Track 2 — Structural building permit (commercial, non-prescriptive)

  • Path: OSSC Section 3111, 2025 Oregon Structural Specialty Code. Engineered, stamped drawings + plan review.
  • You’ll need an Oregon PE stamp on the canopy/array structural package — wind and seismic loads for the site, foundation/footing design, and the connection details.I’ll be using Chiko 30 panel prefab ground mount system with Oregon engineering stamps provided by Chiko for the system
  • NEC 690.12 rapid shutdown: a detached, ground-standing PV canopy (not on a building) avoids the 690.12 module-level rapid-shutdown requirement, which simplifies the design and the equipment list. This is a key reason the ground mount beats a rooftop or building-attached array here.
  • Expect plan review comments; build in a revision cycle.

Track 3 — Electrical permit (commercial)

  • Commercial electrical permit; generally must be pulled and performed by a licensed electrical contractor (not owner-DIY at this scale/classification). [VERIFY] the exact owner-vs-contractor rule for this commercial classification.
  • UL 1741 SB / IEEE 1547-2018: since June 1, 2024, all new inverter-based generation must use UL 1741 SB inverters meeting IEEE 1547-2018. Verify the EG4 18kPV carries that exact listing before submittal — this is a common rejection point. (Confirmed via spec sheet)
  • Three-phase 208V wye configuration and the DC-coupled battery + EMS need to be clearly drawn in the single-line.

Track 4 — Pacific Power interconnection

  • Separate application and agreement; run it alongside the permits, not after.
  • Schedule 135 net metering applies: commercial cap is 2 MW, full retail 1:1 credit, annual March true-up. You’re well inside the cap at ~54 kW AC.
  • Decision point: net-metered interconnection (exports credited, more review) vs. non-export / self-supply (lighter interconnection path since nothing back-feeds). With the battery and a real EMS you can credibly go either way — pick based on how much you expect to export vs. self-consume.
  • At 54 kW AC you’re above the 25 kW residential NEM cap but well inside the nonresidential limits.

ETO / incentive note (the tension to resolve)

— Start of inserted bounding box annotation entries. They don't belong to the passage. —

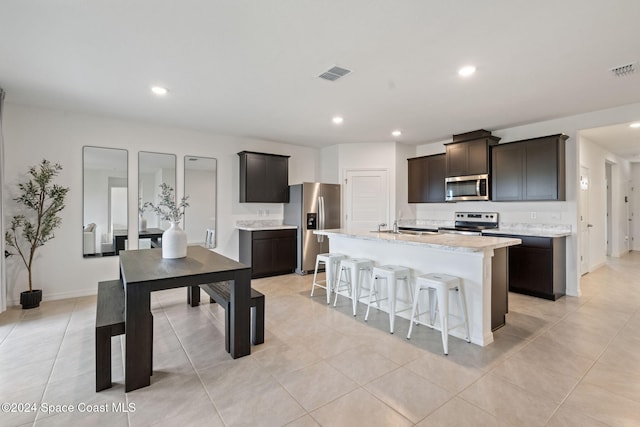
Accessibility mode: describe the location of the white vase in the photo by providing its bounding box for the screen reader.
[162,222,187,259]
[138,215,147,231]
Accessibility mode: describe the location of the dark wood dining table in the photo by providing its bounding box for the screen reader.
[120,246,251,392]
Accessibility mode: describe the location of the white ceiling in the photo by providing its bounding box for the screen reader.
[0,0,640,154]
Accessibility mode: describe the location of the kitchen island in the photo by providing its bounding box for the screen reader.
[315,229,521,346]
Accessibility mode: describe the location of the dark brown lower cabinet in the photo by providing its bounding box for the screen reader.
[239,229,296,279]
[492,234,567,300]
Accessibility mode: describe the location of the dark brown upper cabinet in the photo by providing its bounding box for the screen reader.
[491,134,568,202]
[407,153,446,203]
[238,151,289,203]
[446,130,500,177]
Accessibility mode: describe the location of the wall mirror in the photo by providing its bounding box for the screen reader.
[138,151,176,249]
[184,156,218,248]
[82,146,128,257]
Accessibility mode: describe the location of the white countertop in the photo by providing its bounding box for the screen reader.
[236,219,298,231]
[314,229,522,252]
[236,224,298,231]
[482,224,571,238]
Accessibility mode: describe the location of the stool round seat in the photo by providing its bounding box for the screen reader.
[311,253,346,304]
[407,273,471,354]
[364,265,413,333]
[333,258,373,316]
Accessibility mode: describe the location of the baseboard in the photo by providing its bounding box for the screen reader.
[7,287,98,307]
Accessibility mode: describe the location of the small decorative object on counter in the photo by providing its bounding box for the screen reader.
[138,197,151,231]
[149,183,189,259]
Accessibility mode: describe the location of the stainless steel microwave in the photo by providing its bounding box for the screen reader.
[444,174,489,202]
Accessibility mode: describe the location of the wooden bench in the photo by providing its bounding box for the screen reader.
[96,280,124,391]
[96,280,153,392]
[200,282,264,352]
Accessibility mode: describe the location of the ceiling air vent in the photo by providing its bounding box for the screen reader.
[609,63,638,77]
[318,66,351,82]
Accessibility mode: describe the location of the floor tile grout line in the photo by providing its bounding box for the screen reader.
[152,292,228,426]
[545,306,633,425]
[33,298,78,426]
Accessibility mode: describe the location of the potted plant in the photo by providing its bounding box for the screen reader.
[149,182,189,258]
[4,160,69,309]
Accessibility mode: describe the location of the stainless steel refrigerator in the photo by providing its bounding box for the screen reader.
[284,182,341,274]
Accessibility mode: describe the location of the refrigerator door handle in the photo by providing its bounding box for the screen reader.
[318,196,324,243]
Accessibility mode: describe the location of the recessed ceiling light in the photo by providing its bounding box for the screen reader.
[151,86,169,96]
[458,65,476,77]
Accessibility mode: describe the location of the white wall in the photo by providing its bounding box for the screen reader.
[629,163,640,251]
[2,102,319,305]
[416,103,640,295]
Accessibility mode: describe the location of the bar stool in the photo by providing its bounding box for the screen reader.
[407,273,471,354]
[364,265,413,333]
[311,253,346,304]
[333,258,373,316]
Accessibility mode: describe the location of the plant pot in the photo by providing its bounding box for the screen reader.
[162,222,187,259]
[20,289,42,310]
[138,215,147,231]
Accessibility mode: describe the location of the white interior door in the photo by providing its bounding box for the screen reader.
[344,169,389,231]
[579,166,591,274]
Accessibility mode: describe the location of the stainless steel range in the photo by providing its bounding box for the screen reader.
[438,212,498,236]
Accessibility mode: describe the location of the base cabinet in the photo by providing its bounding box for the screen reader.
[491,234,567,300]
[240,230,296,279]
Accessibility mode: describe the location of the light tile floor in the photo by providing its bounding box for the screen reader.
[0,252,640,426]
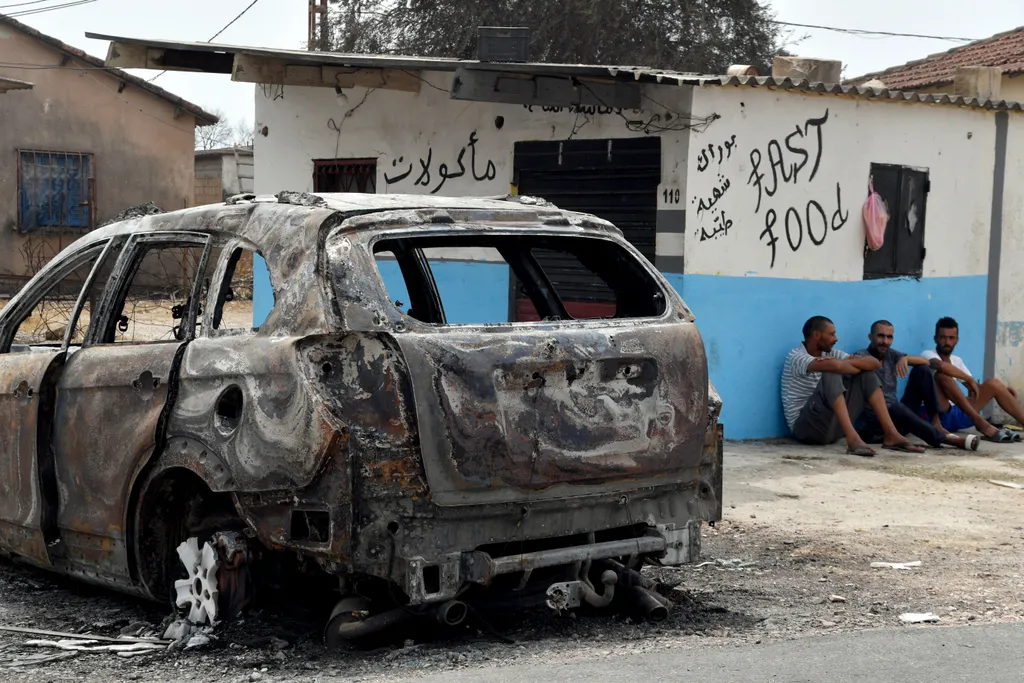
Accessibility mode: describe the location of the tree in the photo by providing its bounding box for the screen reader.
[330,0,781,74]
[196,110,255,150]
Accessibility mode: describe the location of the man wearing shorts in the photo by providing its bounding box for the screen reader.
[917,317,1024,443]
[854,321,978,451]
[782,315,924,457]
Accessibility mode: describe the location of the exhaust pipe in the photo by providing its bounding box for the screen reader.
[325,608,410,647]
[434,600,469,626]
[629,586,669,624]
[581,569,618,608]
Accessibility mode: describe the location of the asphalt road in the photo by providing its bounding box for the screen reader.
[391,624,1024,683]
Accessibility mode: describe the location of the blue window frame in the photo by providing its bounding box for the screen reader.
[17,151,92,232]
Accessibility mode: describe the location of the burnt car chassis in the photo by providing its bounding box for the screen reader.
[0,193,722,644]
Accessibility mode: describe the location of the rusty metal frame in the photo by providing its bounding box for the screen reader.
[0,240,111,353]
[82,231,213,346]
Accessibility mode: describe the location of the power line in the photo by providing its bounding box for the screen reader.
[772,20,978,43]
[146,0,259,83]
[0,0,62,9]
[7,0,96,16]
[206,0,259,43]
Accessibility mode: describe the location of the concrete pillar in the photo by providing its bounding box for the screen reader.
[771,57,843,83]
[953,67,1002,101]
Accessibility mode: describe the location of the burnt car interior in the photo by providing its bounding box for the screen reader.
[374,234,666,325]
[0,200,722,644]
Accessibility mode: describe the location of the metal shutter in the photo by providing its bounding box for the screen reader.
[512,137,662,321]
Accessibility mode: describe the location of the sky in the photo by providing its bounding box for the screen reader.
[6,0,1024,124]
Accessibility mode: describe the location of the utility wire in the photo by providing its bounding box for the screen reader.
[146,0,259,83]
[0,0,63,9]
[772,20,979,43]
[7,0,96,17]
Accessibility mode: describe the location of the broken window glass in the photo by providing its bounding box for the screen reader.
[105,245,205,343]
[213,247,273,331]
[374,234,666,325]
[12,245,111,350]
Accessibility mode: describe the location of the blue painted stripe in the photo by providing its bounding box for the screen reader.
[254,261,988,439]
[667,273,988,439]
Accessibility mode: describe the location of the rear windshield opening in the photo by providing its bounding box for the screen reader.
[374,236,666,325]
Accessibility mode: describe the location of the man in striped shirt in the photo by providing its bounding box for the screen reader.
[782,315,924,457]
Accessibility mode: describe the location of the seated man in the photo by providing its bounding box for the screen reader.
[903,317,1024,443]
[855,321,979,451]
[782,315,924,457]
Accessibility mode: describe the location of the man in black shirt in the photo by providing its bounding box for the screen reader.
[855,321,980,451]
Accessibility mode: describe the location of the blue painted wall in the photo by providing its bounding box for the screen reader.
[667,273,988,439]
[253,254,273,328]
[254,261,988,439]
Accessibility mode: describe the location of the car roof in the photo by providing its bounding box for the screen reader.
[25,191,621,335]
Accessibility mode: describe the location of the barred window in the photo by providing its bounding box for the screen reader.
[313,159,377,195]
[17,150,94,232]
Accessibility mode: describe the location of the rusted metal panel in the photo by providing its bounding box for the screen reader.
[397,325,708,505]
[53,342,182,577]
[167,335,340,492]
[0,351,63,564]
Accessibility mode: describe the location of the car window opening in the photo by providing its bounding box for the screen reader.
[374,234,667,325]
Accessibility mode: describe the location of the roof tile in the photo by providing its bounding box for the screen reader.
[848,27,1024,90]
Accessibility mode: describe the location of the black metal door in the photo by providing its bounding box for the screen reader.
[864,164,929,280]
[511,137,662,321]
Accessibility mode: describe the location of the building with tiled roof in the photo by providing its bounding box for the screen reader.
[849,27,1024,101]
[0,14,217,288]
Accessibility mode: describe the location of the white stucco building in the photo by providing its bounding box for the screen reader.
[94,34,1024,438]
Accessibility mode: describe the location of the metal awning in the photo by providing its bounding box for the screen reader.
[86,33,1024,112]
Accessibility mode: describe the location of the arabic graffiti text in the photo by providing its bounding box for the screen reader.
[384,130,498,195]
[697,135,736,173]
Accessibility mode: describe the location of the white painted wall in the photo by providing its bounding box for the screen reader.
[995,115,1024,389]
[686,87,994,281]
[255,72,691,210]
[255,72,1007,286]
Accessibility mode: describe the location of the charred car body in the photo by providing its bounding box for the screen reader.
[0,193,722,640]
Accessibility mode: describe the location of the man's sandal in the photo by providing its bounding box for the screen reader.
[982,429,1015,443]
[846,445,876,458]
[882,441,925,453]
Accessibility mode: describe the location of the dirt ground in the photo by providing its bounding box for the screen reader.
[0,442,1024,682]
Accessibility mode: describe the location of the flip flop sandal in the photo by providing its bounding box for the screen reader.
[882,441,925,454]
[982,429,1014,443]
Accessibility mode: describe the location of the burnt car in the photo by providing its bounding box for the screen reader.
[0,193,722,642]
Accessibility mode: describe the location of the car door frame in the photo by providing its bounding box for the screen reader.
[52,230,214,586]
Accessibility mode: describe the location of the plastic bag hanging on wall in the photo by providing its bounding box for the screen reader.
[861,178,889,251]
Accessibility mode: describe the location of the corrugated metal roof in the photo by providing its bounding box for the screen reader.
[850,27,1024,89]
[196,146,253,157]
[0,76,33,92]
[0,14,219,126]
[681,76,1024,112]
[86,33,1024,112]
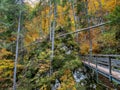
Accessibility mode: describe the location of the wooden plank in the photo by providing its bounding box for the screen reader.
[83,61,120,80]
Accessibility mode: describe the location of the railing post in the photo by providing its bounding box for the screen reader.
[95,57,98,83]
[108,56,112,81]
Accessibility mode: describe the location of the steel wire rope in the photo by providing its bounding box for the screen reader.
[13,0,22,90]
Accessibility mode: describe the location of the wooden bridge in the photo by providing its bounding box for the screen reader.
[82,55,120,84]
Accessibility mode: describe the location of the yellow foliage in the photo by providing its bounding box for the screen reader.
[0,48,12,59]
[58,70,76,90]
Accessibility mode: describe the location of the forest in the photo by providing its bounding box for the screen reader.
[0,0,120,90]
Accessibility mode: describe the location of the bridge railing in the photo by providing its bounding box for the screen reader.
[81,54,120,80]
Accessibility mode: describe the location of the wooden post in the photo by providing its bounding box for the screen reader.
[108,56,112,81]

  • The Energy Trust of Oregon co-marketing / case-study relationship runs into the incentive program’s requirement that an approved Trade Ally contractor serve as installer of record.
  • That conflicts with a DIY / owner-builder install. Decide early whether you’re chasing the ETO incentive (needs a Trade Ally) or running this as a pure owner-build case study (forgoes the incentive but keeps the DIY story intact).
  • Candidate Trade Allies surfaced previously: Common Energy LLC (Hood River-local, off-grid/battery experience), National Solar, A&R Solar, Advanced Energy Systems. Authoritative current list: energytrust.org/find-a-contractor filtered by zip 97031.
  • Unless EnergyTrust suddenly becomes a lot more responsive I won’t bother with this.

Suggested sequence

  1. Step 0 confirmation calls (above).
  2. Lock the Ground mount concept and get a PE engaged on the structural package. The supplied engineering documents may meet this requirement.
  3. File the land-use authorization (Track 1) — it gates the building permit.
  4. Submit structural (Track 2) and electrical (Track 3) once land use is in hand or in parallel if the County allows.
  5. File Pacific Power interconnection (Track 4) in parallel from the start.
  6. Resolve the ETO / Trade Ally decision before you commit an installer of record.

Document reuse

Much of the structural and electrical package (single-line, equipment cut sheets, UL 1741 SB listing, racking/canopy details) carries over between tracks and into the Pacific Power application. Build one clean source set and reuse it.